Morgen klingelt mein Wecker um sechs Uhr und das ist nicht mehr lange.
•~•
Müde stehe ich auf, nachdem ich meinen Handy-Wecker ausgeschaltet habe. Gähnend fahre ich mir über das Gesicht und trotte ins Bad. Meine erste Amtshandlung: pinkeln. Danach geht es einem doch schon direkt besser.
Beim Blick in den Spiegel halte ich inne und runzle die Stirn. Die blauen Flecken verschwinden schon wieder. Und das nach zwei Tagen! An meiner Lippe sieht man nur noch einen schmalen dünnen Streifen, der etwas auffällt, aber ansonsten ist diese auch schon wieder so, wie sie mal war. Verfickte scheiße, das ist doch nicht normal!
Nach ein paar Minuten schüttle ich dann den Kopf und sehe es einfach positiv.
Nachdem ich auch meine Zähne geputzt habe, gehe ich wieder zurück in mein Zimmer um mich anzuziehen.
Danach wandere ich runter in die Küche. Da alles noch ruhig ist, gehe ich davon aus, dass meine Mom noch schläft. Diese Vermutung bestätigt sich auch, als ich niemanden in der Küche oder dem Wohnzimmer sehe.
Ich bin froh, dass sie noch schläft. Sie braucht die Ruhe.
Ich decke für Cole und mich schonmal den Tisch. Heute gibt's nur Cornflakes. Also hole ich diese raus, ebenso zwei Schüsseln, Löffel und Gläser.
Sobald der Tisch dann gedeckt ist, gehe ich in Coles Zimmer, um ihn zu wecken.
„Cole, aufstehen kleiner Mann.", ich setze mich neben ihn auf sein Bett und rüttel ihn leicht an der Schulter.
Cole murrt leise, gähnt und zieht sich die Decke über den Kopf.

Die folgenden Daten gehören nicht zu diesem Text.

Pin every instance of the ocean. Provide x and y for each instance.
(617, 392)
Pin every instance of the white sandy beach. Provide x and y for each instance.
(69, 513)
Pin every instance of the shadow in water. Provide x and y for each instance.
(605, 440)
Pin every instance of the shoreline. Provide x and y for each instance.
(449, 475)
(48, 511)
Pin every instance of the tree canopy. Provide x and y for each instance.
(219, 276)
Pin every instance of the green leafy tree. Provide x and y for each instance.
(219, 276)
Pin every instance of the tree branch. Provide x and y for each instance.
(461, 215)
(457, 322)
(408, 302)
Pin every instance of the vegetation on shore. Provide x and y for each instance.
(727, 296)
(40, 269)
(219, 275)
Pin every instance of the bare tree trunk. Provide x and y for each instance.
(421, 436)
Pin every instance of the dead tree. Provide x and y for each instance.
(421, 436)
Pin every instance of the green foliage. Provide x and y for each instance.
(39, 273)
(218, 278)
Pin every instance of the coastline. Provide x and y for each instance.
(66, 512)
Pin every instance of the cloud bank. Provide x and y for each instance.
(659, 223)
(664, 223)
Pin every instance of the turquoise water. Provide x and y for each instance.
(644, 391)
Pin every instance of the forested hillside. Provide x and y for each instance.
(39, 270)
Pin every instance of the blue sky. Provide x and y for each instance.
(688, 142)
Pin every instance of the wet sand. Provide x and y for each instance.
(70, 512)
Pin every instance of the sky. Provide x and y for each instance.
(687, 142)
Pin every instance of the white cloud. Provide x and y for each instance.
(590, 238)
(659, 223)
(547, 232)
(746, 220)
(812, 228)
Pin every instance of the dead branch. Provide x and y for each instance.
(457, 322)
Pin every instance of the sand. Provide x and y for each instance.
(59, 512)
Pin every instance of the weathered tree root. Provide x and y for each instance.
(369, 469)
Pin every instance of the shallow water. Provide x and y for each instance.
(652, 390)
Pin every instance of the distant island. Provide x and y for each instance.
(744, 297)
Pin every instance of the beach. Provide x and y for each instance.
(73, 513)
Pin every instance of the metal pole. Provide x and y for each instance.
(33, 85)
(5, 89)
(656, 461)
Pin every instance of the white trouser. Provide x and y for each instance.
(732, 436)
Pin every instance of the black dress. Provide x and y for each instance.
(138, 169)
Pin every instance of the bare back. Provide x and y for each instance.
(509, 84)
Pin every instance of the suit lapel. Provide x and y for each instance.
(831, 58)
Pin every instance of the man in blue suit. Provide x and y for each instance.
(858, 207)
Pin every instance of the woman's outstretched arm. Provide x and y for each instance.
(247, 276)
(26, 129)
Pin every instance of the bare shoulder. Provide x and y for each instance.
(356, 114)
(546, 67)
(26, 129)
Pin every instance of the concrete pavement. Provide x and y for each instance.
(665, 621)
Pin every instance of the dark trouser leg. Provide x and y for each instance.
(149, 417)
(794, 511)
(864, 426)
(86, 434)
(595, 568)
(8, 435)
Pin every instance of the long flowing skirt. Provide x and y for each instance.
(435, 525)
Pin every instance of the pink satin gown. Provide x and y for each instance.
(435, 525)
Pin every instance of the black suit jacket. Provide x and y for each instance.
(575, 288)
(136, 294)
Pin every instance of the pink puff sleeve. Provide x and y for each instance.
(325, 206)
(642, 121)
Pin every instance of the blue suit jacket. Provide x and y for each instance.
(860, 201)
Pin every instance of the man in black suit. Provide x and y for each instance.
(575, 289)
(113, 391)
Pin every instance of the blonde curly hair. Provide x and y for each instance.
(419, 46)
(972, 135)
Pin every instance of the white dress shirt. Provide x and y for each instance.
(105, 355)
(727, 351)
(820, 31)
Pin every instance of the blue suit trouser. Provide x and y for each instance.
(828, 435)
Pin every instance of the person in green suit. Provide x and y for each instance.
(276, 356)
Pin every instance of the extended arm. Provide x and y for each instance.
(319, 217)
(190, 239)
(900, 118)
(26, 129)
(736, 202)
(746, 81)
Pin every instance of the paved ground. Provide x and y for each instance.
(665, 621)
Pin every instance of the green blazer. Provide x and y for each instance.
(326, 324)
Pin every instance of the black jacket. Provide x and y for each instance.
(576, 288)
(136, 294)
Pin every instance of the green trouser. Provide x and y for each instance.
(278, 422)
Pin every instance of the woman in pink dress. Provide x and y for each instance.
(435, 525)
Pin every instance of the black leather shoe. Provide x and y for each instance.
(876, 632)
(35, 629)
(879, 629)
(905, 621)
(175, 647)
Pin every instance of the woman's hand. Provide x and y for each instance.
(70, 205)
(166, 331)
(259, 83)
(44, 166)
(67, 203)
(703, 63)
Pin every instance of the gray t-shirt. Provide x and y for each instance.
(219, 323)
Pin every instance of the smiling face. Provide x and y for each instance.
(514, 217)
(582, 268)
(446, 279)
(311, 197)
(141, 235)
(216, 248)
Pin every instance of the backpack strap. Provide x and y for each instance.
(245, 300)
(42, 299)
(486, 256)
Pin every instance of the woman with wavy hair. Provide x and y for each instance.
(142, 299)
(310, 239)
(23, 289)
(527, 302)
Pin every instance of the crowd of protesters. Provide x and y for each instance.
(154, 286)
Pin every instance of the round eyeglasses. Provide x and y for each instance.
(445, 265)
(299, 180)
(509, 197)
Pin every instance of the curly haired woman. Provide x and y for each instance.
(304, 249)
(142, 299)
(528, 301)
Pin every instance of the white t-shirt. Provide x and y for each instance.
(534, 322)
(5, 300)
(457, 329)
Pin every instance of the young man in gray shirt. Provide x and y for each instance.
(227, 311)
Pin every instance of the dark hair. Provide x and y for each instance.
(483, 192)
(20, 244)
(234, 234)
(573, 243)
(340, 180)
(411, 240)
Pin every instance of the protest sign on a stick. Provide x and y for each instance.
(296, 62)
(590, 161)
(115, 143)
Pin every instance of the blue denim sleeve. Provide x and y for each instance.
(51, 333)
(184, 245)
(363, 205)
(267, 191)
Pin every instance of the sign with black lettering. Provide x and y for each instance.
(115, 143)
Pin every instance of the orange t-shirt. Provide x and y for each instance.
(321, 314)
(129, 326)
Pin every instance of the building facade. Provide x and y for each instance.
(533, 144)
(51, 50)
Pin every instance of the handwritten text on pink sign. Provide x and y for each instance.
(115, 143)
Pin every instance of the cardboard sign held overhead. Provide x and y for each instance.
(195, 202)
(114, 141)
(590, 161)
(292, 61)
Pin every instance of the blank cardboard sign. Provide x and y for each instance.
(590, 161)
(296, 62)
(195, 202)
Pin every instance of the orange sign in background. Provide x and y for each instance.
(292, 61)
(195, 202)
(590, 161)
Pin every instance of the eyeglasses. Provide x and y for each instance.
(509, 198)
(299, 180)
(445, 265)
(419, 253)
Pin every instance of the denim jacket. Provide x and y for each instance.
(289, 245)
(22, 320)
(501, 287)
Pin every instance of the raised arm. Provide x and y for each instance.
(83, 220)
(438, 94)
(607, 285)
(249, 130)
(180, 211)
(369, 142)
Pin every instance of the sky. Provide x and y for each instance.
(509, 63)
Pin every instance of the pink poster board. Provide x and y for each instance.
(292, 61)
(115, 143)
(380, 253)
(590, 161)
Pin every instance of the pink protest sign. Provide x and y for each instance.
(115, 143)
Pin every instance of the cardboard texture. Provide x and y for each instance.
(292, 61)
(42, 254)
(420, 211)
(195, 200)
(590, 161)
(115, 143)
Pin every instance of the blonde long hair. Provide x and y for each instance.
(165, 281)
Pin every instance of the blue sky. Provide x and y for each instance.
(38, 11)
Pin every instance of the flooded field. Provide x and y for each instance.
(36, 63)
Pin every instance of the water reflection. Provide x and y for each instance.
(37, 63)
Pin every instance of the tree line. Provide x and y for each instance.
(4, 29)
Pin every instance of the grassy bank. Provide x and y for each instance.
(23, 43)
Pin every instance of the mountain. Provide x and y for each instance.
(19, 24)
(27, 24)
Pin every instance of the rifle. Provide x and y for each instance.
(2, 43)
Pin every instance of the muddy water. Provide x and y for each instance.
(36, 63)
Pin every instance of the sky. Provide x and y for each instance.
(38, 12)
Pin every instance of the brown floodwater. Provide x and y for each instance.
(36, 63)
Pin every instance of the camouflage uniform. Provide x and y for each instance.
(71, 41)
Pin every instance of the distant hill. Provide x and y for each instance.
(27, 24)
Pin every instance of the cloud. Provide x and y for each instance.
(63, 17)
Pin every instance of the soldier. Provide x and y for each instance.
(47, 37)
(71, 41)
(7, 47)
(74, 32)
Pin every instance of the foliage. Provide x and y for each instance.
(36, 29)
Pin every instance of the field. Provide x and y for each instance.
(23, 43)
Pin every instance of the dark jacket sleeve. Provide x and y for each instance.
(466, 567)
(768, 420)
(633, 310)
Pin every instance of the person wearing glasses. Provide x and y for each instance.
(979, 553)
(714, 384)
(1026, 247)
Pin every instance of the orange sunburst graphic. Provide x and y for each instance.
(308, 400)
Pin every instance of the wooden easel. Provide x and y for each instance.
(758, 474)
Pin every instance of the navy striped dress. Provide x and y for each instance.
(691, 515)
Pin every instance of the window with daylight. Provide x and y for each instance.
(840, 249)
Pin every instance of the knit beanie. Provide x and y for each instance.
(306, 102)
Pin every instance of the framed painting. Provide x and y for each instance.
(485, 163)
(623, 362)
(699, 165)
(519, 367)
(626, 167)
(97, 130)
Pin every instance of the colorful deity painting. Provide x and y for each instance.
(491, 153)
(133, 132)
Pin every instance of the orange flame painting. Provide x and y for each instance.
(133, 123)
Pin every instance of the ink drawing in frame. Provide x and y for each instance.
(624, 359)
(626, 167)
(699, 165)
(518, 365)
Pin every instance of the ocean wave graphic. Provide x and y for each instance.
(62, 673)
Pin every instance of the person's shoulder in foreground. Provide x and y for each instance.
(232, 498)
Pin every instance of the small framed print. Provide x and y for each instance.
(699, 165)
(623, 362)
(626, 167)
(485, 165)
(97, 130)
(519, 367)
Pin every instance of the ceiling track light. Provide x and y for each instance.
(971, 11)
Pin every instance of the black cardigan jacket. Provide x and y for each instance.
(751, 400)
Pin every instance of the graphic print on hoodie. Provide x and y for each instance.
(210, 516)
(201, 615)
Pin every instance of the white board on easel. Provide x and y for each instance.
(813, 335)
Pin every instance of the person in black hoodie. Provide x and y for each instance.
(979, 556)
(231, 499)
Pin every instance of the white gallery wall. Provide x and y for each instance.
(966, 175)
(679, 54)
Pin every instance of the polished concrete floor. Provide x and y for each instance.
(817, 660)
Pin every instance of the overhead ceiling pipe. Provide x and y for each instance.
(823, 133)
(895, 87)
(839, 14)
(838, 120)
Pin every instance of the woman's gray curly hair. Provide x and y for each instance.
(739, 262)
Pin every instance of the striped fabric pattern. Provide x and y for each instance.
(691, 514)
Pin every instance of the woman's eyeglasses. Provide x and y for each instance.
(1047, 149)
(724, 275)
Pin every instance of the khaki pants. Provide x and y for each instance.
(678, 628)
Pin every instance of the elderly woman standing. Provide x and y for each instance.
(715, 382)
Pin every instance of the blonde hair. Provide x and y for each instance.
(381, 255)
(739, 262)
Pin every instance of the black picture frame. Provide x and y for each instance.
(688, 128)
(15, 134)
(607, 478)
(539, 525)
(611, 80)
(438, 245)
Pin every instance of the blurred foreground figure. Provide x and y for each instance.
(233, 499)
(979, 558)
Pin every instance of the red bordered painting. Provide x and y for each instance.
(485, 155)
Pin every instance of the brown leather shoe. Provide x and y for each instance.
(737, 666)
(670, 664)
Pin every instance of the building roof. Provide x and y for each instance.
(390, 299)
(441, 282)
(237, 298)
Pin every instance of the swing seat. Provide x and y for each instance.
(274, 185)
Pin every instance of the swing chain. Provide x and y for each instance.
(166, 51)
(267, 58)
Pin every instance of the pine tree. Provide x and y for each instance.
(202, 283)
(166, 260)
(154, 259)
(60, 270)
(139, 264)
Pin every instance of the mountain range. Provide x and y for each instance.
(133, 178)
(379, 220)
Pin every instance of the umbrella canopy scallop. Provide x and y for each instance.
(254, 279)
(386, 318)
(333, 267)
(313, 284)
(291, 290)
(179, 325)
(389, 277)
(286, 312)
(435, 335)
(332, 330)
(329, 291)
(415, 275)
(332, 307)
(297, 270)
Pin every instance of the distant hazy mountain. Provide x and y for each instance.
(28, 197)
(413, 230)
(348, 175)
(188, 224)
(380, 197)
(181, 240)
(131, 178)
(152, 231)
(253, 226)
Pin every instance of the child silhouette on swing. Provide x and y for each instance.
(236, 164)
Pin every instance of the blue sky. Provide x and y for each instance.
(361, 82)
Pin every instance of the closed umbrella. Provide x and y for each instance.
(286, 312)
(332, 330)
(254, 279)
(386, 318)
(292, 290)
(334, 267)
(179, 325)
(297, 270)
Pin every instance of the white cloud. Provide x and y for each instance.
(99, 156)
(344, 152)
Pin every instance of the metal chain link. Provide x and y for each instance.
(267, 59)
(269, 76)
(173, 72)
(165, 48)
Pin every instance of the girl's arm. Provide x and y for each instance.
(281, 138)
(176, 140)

Schmunzelnd beuge ich mich zu ihm runter. „Wenn du nicht aufstehst, muss ich heute wohl ganz alleine Fußball spielen.", wenn mir jemand am morgen so käme, würde ich ihn sicherlich vom Bett treten. Cole dagegen setzt sich sofort auf und sieht mich verschlafen und schockiert an. „Nein!", er strampelt die Decke weg und krabbelt auf mich zu. „Dann auf, fertig machen!", weise ich ihn an. Unzufrieden befolgt er meinen Befehl und klettert aus seinem Bett um ins Bad zu rennen.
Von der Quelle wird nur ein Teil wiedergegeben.